[all-commits] [llvm/llvm-project] 7c812e: [RISCV] Avoid vl toggles when lowering vector_spli...

Tue Jul 8 20:09:36 PDT 2025

  Branch: refs/heads/main
  Home:   https://github.com/llvm/llvm-project
  Commit: 7c812ea01a2d11545033bbed8f5094c4a4763124
      https://github.com/llvm/llvm-project/commit/7c812ea01a2d11545033bbed8f5094c4a4763124
  Author: Luke Lau <luke at igalia.com>
  Date:   2025-07-09 (Wed, 09 Jul 2025)

  Changed paths:
    M llvm/lib/Target/RISCV/RISCVFeatures.td
    M llvm/lib/Target/RISCV/RISCVISelLowering.cpp
    M llvm/lib/Target/RISCV/RISCVProcessors.td
    M llvm/test/CodeGen/RISCV/features-info.ll
    M llvm/test/CodeGen/RISCV/rvv/fixed-vectors-vp-splice.ll
    M llvm/test/CodeGen/RISCV/rvv/vector-splice.ll
    M llvm/test/CodeGen/RISCV/rvv/vp-splice-mask-fixed-vectors.ll
    M llvm/test/CodeGen/RISCV/rvv/vp-splice-mask-vectors.ll
    M llvm/test/CodeGen/RISCV/rvv/vp-splice.ll

  Log Message:
  -----------
  [RISCV] Avoid vl toggles when lowering vector_splice/experimental_vp_splice and add +vl-dependent-latency tuning feature (#146746)
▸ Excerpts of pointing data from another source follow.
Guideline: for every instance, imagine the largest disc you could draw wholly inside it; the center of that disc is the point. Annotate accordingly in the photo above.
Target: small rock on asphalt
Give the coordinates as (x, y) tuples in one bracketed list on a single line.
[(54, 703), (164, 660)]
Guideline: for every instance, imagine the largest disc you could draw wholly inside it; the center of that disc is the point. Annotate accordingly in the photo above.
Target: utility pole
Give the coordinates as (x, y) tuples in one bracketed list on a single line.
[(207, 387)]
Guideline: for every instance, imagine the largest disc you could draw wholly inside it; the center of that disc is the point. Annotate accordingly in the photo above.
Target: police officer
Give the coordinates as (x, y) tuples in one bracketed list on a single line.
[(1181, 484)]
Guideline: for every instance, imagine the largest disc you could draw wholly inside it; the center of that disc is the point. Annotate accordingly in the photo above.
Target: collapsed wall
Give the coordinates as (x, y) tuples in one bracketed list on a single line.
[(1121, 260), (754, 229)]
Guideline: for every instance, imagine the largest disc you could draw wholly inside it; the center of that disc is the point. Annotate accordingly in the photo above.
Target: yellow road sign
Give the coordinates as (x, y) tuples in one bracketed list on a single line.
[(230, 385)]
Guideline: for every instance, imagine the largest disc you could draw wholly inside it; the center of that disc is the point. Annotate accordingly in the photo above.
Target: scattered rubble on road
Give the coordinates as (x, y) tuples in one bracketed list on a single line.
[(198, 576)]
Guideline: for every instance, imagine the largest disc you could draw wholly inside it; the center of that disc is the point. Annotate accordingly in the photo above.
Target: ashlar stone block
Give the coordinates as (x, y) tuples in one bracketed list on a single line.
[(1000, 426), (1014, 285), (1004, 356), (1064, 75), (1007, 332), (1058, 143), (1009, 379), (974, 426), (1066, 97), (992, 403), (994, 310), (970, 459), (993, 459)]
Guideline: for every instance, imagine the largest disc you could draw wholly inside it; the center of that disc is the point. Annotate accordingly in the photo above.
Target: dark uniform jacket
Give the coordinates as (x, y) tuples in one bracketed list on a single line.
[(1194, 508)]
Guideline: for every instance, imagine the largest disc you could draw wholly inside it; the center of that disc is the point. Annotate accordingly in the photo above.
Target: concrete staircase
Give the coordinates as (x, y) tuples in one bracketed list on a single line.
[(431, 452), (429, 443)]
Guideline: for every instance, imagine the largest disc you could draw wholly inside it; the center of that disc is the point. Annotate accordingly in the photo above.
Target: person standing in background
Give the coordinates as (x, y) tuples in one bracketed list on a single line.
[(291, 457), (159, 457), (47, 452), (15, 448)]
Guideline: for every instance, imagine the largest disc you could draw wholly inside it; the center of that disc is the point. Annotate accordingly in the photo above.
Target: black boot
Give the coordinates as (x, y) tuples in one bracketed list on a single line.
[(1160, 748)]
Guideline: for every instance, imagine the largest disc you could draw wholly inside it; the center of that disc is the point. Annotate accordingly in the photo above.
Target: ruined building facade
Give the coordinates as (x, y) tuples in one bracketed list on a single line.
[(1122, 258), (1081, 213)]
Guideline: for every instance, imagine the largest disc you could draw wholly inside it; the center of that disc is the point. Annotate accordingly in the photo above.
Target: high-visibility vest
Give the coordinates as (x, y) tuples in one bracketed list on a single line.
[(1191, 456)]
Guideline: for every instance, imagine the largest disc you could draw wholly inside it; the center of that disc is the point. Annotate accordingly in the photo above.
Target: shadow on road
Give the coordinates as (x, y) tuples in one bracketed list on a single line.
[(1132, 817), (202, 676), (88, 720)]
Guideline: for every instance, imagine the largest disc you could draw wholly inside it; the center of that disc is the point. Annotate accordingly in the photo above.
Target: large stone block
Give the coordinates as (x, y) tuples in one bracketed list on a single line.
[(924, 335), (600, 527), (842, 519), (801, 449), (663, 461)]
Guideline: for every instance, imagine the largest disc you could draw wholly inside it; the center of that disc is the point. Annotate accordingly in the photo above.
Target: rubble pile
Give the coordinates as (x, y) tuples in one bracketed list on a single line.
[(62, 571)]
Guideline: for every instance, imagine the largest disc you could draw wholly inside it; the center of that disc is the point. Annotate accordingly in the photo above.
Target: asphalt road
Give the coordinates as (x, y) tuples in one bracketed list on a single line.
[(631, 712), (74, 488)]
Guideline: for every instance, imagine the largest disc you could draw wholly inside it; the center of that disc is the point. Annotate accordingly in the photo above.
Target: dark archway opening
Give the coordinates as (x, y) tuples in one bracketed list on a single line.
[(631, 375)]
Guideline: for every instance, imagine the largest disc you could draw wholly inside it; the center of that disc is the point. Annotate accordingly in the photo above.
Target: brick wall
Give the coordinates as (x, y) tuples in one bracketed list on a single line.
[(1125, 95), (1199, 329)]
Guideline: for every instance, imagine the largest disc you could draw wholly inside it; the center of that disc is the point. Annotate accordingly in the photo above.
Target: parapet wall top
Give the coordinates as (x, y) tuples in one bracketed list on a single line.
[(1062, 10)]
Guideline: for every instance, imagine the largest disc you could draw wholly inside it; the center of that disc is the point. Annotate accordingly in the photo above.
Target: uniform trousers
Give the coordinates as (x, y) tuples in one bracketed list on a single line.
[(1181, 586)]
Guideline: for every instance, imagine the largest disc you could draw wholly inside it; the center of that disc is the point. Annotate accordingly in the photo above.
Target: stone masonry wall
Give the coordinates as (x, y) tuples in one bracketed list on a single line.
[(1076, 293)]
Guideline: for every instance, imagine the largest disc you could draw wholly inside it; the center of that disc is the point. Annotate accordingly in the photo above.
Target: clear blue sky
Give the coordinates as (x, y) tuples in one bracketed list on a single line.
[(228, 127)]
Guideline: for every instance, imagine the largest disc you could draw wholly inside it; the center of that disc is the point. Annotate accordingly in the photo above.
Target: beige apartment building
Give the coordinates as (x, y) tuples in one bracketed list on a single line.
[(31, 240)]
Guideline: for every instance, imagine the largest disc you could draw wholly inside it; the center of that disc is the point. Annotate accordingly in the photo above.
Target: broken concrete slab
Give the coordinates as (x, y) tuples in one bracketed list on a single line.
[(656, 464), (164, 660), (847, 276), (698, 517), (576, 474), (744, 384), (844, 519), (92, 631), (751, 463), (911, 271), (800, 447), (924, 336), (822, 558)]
When vectorizing a loop with a fixed-order recurrence we use a splice,
which gets lowered to a vslidedown and vslideup pair.

However with the way we lower it today we end up with extra vl toggles
in the loop, especially with EVL tail folding, e.g:

    .LBB0_5:                                # %vector.body
# =>This Inner Loop Header: Depth=1
    	sub	a5, a2, a3
    	sh2add	a6, a3, a1
    	zext.w	a7, a4
    	vsetvli	a4, a5, e8, mf2, ta, ma
    	vle32.v	v10, (a6)
    	addi	a7, a7, -1
    	vsetivli	zero, 1, e32, m2, ta, ma
    	vslidedown.vx	v8, v8, a7
    	sh2add	a6, a3, a0
    	vsetvli	zero, a5, e32, m2, ta, ma
    	vslideup.vi	v8, v10, 1
    	vadd.vv	v8, v10, v8
    	add	a3, a3, a4
    	vse32.v	v8, (a6)
    	vmv2r.v	v8, v10
    	bne	a3, a2, .LBB0_5

Because the vslideup overwrites all but UpOffset elements from the
vslidedown, we currently set the vslidedown's AVL to said offset.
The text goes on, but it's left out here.